Monday, September 16, 2013

Prisoner's Dilemma and evolutionary stability

In the last post of this series, I discussed a paper which established the existence of so-called ZD strategies in the iterated prisoner's dilemma.  Using a ZD strategy, you can either unilaterally choose your opponent's score, or you can enforce a linear relationship between your opponent's score and your own.  You can choose an extortionate ZD strategy, wherein small increase in your opponent's score results in a larger increase in your own score.  Here, your opponent's best strategy is to cooperate fully, even though you reap most of the benefits.

The paper claimed that this is a powerful strategy against an evolutionary opponent, since you can cause your opponent to evolve into a tamer form.  Here, I will discuss a paper which disagrees:

Adami, C. & Hintze, A. Evolutionary instability of zero-determinant strategies demonstrates that winning is not everything. Nat. Commun. 4, 2193 (2013).

Evolutionary stability

A key concept in this paper is that of evolutionarily stable strategies.  As the title of the paper says, winning is not everything, and what makes a strategy "win" is not the same as what makes a strategy evolutionarily stable.

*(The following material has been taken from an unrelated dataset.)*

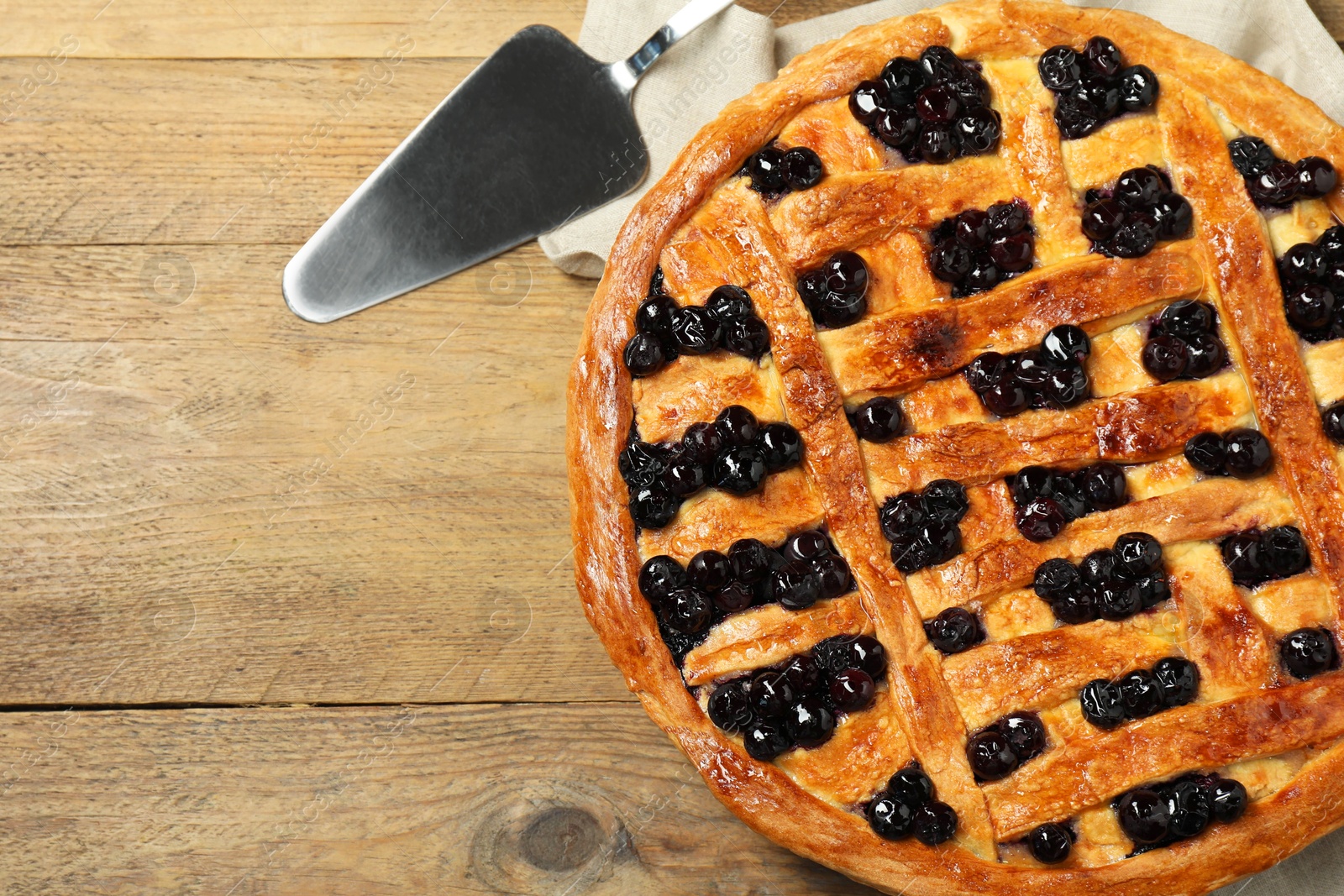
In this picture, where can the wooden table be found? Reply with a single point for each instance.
(289, 609)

When we say that one strategy "wins" against another, we imagine the two strategies facing off directly, and the winner getting the higher score.  In symbolic terms, let E(X,Y) be the expected score of strategy X when playing against an opponent with strategy Y.  X wins against Y if

E(X,Y) > E(Y,X).

But when we say that one strategy is evolutionarily stable against another, we imagine that there is a population where one strategy is most prevalent.  We ask if mutations of that strategy will ever gain a foothold.  Rather than having X and Y face off against each other directly, they both face off against the most prevalent strategy, X.  X is evolutionarily stable against Y if

E(X,X) > E(Y,X).

In the case where E(X,X) = E(Y,X), then X and Y seem to be on equal footing, so we need to consider higher-order effects.  X may be the most prevalent strategy, but at least a few individuals will mutate into Y.  So at least some of the time, the opponent will be Y rather than X.  X is weakly stable against Y if

E(X,X) = E(Y,X) and E(X,Y) > E(Y,Y),

and X is weakly unstable against Y if

E(X,X) = E(Y,X) and E(X,Y) < E(Y,Y).

Already we can vaguely see how cooperation might be an evolutionarily stable strategy, even though it is unstable from a game theory perspective.  A key to evolutionary stability is how well you do against opponents that are like yourself.

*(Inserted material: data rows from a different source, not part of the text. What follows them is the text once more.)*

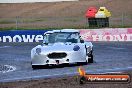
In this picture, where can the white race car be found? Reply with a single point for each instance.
(62, 47)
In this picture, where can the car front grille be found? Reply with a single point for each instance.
(57, 55)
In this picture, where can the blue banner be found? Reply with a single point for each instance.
(22, 36)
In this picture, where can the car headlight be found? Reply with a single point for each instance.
(76, 48)
(38, 50)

Why ZD strategies don't work

Consider the ZD strategy where you unilaterally choose your opponent's score.  This isn't actually that great from the perspective of evolutionary stability.  For the ZD strategy to be evolutionarily stable, we want

E(ZD,ZD) > E(O,ZD),

where O is some other strategy.  But by unilaterally choosing your opponent's score, you force

E(ZD,ZD) = E(O,ZD).

At most this ZD strategy can be weakly stable.   In fact, ZD is weakly unstable against many other strategies.  For example, they show that it is always weakly unstable against the Pavlov strategy.1  This is not only shown in the equations, but in a couple simulations.  These simulations pit a ZD population against a Pavlov population, and show that Pavlov dominates.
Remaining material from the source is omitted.